Social Bookmarking within Connections is provided by the well-known Dogear application created by IBM Research in Cambridge. It was one of the first enterprise social bookmarking tools. In 2004 some IBMers were using del.icio.us but it had its limits. There were also security concerns with having bookmarks on a publically available site, and while you could bookmark internal pages, metadata on that bookmark could share confidential information. Once inside the firewall, the developers added authentication and other features. While they provide the opportunity to make bookmark private, about 4% are marked this way. You can view most popular bookmarks and tags and filter tags to view related ones. You can create watch lists to see what people are doing in Dogear, as well as to follow your favorite tags. You can see who has watch listed you. Within the enterprise you can use tags to find people with similar interests and build your reputation. Internal thought leaders develop a following through watch lists without having to write a blog. You can also provide notifications of tags and write a comment, saving the trouble of writing an email. You can also filter your tags by asking to see only combinations of tags. Now there are over 418,000 public bookmarks within IBM on Dogear.

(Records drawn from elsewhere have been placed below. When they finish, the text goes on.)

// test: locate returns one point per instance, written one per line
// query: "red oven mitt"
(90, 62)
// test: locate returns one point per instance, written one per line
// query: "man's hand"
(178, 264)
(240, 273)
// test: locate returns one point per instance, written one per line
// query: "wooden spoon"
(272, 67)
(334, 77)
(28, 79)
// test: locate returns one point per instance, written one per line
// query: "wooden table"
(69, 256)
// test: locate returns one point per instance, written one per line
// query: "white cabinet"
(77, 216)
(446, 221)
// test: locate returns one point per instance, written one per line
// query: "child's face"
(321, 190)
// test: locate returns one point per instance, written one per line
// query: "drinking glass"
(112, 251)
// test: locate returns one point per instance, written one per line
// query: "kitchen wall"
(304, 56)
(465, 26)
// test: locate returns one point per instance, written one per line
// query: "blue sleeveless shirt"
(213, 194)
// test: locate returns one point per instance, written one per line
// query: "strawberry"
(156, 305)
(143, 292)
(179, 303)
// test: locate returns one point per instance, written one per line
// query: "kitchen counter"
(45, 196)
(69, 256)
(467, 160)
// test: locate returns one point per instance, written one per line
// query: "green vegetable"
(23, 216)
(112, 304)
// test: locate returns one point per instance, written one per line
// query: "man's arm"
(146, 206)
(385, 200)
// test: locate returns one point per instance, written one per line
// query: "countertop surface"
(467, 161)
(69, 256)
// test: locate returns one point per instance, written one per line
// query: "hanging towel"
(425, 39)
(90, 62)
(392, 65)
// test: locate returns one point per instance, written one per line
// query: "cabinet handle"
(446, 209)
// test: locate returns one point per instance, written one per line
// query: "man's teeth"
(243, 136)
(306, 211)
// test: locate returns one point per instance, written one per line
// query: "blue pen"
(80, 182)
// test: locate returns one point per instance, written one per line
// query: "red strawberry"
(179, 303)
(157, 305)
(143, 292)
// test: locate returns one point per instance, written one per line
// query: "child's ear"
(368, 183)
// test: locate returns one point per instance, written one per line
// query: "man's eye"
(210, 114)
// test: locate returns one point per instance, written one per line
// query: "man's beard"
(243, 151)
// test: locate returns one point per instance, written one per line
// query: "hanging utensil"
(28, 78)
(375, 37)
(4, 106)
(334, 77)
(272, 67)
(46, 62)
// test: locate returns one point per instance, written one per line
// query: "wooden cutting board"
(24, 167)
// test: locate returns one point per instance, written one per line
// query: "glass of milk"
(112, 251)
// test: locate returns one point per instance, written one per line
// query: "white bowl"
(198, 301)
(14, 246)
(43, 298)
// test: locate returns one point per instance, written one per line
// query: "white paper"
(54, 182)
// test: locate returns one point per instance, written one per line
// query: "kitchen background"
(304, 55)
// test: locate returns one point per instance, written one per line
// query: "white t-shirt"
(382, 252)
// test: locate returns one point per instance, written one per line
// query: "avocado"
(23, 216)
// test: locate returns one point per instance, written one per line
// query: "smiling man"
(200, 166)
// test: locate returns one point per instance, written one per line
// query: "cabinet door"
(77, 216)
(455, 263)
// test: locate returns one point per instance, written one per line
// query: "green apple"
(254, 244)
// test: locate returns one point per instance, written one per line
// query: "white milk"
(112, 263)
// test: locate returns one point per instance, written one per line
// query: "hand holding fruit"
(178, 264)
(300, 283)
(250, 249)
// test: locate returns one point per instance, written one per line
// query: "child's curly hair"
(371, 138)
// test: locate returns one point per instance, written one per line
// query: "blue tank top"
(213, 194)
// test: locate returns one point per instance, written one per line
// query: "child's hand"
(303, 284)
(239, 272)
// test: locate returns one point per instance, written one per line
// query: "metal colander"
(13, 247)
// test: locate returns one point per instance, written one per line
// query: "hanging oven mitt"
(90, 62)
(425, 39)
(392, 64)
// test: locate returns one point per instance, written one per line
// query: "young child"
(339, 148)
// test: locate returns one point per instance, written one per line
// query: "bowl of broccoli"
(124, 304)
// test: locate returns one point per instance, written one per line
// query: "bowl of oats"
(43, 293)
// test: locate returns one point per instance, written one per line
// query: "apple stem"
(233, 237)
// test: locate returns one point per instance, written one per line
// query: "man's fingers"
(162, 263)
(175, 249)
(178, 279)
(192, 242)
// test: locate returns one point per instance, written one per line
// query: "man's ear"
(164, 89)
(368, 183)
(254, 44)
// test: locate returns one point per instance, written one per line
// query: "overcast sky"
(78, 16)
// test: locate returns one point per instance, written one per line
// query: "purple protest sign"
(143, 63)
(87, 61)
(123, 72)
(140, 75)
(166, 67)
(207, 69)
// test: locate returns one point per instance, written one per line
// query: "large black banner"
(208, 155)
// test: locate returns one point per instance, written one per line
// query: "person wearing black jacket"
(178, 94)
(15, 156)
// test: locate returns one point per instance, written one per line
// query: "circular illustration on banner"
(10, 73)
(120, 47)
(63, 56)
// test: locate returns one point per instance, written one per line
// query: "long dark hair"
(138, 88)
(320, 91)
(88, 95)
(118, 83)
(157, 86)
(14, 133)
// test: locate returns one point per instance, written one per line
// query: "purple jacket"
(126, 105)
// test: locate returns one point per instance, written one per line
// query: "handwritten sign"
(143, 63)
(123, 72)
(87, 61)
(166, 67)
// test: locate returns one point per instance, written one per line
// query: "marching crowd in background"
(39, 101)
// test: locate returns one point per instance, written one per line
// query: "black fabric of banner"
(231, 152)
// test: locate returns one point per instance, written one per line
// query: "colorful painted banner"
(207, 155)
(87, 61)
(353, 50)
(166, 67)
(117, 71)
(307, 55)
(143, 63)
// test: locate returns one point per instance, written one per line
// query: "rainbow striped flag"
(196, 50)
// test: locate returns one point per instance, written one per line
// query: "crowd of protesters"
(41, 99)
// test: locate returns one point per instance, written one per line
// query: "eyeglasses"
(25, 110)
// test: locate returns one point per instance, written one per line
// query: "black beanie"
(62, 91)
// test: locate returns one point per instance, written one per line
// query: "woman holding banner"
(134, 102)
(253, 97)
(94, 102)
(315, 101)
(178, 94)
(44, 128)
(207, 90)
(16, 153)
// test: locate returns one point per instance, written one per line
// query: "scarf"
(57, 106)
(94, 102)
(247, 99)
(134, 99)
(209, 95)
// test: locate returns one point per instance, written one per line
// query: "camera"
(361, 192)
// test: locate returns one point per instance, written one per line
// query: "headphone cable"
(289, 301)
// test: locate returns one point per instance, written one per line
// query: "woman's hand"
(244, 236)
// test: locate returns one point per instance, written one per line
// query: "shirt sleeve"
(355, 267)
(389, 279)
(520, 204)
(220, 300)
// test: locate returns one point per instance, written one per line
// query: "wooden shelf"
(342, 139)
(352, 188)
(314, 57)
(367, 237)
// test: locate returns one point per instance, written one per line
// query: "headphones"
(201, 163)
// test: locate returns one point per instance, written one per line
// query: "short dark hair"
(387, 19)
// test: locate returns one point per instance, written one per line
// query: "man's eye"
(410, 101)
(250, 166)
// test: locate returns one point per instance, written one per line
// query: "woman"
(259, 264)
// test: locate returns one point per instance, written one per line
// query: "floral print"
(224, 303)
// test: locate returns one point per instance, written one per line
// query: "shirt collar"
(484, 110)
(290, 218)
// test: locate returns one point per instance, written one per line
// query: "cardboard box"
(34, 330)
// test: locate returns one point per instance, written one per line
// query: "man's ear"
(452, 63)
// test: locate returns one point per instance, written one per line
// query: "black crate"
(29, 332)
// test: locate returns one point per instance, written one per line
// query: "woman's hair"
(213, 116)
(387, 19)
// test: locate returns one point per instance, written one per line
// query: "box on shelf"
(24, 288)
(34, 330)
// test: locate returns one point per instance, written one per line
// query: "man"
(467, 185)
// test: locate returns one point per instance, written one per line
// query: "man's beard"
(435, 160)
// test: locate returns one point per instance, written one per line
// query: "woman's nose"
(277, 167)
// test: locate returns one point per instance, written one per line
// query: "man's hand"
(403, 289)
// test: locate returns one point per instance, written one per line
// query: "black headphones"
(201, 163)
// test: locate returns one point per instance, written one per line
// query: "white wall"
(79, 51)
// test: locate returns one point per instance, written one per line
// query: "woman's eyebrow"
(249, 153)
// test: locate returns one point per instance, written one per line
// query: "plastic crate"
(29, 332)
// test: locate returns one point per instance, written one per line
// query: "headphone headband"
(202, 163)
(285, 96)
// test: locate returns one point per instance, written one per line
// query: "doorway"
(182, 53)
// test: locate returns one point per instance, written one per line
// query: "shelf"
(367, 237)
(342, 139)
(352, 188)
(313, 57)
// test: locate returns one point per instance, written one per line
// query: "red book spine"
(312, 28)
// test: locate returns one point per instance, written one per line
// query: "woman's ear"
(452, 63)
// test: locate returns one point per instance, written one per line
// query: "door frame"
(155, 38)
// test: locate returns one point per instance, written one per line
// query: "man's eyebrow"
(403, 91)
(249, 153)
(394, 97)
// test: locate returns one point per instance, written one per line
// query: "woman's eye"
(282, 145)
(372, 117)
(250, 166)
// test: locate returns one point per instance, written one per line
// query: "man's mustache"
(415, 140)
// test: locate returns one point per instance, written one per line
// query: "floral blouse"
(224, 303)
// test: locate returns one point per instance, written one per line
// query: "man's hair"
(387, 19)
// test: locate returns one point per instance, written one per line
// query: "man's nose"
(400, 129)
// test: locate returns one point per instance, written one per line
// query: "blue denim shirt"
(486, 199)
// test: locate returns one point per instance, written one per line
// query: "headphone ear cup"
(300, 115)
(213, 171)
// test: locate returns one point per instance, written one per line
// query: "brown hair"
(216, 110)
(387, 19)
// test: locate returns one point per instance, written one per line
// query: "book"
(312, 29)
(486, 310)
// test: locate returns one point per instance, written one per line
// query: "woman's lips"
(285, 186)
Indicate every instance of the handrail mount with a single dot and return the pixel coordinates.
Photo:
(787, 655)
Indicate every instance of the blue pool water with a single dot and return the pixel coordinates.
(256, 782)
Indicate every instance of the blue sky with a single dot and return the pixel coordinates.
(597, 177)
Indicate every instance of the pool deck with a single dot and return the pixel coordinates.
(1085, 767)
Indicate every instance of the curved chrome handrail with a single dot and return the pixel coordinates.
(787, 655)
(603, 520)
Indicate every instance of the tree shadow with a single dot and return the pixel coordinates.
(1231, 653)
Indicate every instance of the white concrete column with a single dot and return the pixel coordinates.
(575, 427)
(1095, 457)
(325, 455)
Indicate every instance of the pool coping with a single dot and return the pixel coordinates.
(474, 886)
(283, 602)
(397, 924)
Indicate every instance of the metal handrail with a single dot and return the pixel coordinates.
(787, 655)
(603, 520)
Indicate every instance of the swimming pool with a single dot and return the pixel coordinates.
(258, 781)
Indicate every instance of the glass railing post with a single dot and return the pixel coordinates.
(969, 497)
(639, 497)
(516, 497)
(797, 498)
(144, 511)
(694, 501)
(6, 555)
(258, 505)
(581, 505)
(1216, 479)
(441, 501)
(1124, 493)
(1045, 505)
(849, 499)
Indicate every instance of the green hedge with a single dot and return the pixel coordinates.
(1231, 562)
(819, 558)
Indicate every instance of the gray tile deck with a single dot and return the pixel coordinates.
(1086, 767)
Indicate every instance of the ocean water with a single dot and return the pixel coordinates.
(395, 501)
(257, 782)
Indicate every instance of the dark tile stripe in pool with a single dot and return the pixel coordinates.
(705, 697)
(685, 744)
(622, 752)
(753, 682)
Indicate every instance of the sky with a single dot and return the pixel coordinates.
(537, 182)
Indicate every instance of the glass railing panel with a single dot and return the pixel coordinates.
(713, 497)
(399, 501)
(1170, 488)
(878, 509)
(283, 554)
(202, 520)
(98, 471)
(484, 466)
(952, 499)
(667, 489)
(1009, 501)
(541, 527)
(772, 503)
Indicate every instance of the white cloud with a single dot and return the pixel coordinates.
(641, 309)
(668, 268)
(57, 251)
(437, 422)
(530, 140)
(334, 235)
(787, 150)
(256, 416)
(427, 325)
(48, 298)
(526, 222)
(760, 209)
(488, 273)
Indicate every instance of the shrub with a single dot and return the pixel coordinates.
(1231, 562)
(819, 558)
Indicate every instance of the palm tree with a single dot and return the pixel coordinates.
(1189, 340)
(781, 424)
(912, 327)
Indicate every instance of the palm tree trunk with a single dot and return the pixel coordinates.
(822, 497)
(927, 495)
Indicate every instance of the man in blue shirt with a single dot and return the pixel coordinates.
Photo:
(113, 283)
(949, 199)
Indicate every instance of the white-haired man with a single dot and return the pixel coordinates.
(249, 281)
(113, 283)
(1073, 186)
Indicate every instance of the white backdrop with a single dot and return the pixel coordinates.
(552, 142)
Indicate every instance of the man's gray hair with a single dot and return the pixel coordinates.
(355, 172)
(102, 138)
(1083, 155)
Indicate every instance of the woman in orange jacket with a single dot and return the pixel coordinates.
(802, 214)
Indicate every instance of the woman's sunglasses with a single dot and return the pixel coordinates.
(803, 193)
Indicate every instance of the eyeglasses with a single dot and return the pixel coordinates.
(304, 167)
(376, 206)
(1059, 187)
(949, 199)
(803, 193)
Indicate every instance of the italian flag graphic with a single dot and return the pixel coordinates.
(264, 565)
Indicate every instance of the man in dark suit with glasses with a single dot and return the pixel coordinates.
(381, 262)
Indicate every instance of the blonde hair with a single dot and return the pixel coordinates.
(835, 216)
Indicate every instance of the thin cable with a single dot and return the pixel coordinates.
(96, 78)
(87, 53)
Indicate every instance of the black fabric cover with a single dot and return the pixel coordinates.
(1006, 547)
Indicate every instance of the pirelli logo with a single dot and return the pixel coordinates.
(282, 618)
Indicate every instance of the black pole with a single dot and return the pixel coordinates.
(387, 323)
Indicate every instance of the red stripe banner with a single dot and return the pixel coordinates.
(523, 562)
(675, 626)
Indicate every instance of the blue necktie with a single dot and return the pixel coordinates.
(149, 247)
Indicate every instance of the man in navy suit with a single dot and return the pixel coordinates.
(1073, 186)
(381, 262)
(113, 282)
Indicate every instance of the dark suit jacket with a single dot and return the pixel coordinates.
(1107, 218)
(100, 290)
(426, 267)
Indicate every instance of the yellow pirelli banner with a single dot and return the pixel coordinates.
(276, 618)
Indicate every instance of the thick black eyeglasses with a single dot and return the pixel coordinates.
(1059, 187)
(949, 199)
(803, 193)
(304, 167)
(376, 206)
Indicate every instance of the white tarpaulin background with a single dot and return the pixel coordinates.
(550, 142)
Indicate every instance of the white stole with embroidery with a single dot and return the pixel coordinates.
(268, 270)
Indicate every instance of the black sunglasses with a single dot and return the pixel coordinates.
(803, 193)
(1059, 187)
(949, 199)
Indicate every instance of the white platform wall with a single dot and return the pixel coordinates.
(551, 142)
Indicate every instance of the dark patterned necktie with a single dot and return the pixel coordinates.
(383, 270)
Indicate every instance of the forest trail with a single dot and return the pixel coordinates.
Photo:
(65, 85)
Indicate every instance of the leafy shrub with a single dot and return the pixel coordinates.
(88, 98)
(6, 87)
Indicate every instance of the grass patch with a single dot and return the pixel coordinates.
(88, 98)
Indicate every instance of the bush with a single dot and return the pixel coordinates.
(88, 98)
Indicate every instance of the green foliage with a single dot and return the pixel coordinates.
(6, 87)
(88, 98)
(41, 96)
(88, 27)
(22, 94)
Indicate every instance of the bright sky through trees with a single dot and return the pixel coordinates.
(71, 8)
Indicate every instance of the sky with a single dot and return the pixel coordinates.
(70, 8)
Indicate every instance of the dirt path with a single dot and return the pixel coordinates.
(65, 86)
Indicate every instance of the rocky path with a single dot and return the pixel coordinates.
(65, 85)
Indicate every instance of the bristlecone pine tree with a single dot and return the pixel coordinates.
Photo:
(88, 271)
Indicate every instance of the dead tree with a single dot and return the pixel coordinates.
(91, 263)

Activities is another tool developed by IBM Research. It is designed to simplify the work process by connecting the many different communication channels and social software functions related to a single project. It takes the information out of the silos of individual tool and makes information activity centric. You can information directly into Activities or drag and drop information from other tools and add comments. It also has calendaring and contact information. Here is an Activity list with prioritized activities.
Connections allows for extensions through plug-ins that allow you to embed Connections into other tools. This is a good idea and Suzanne said it has increased adoption. You access Connections through Microsoft Office tools, as well as Lotus Symphony. IBM Research and the CIO office are working on new features and capabilities. People have seen the popularity of twitter so now there is an experimental BlueTwit for inside IBM. The Beehive tools are exploring how to use Facebook features like fun walls, photo posting, and high 5’s inside the enterprise. With the opportunity for use and testing within the large IBM population, potential products can be evaluated on usage data across a range of audiences, not just the IT people.
I asked Suzanne about how people can deploy Connections as they are misunderstanding in the market on this issue. You do not need to purchase or have IBM Websphere Portal Server or other IBM products. Connections is offered as a standalone suite of tools. You are provided Websphere application server and access to DB2 at no extra charge. You can also use other databases such as SQL and Oracle. IBM also provides standalone versions of Profiles and Activities. Connections is an on-premise software offering. However, some IBM partners will host it for you, and IBM itself is now offering BlueHouse, a hosting service for small firms, which includes some elements of Connections.
Lotus has been developing community-based software long before Web 2.0. Now with IBM Research and an active CIO office testing new ideas on a portion of the over 500,000 IBMers and external people in the IBM environment, it gives them an opportunity to really test and improve social software in a large enterprise context. I am going to be having several more conversations with Suzanne this summer on this application development process and some of the other tools that have emerged.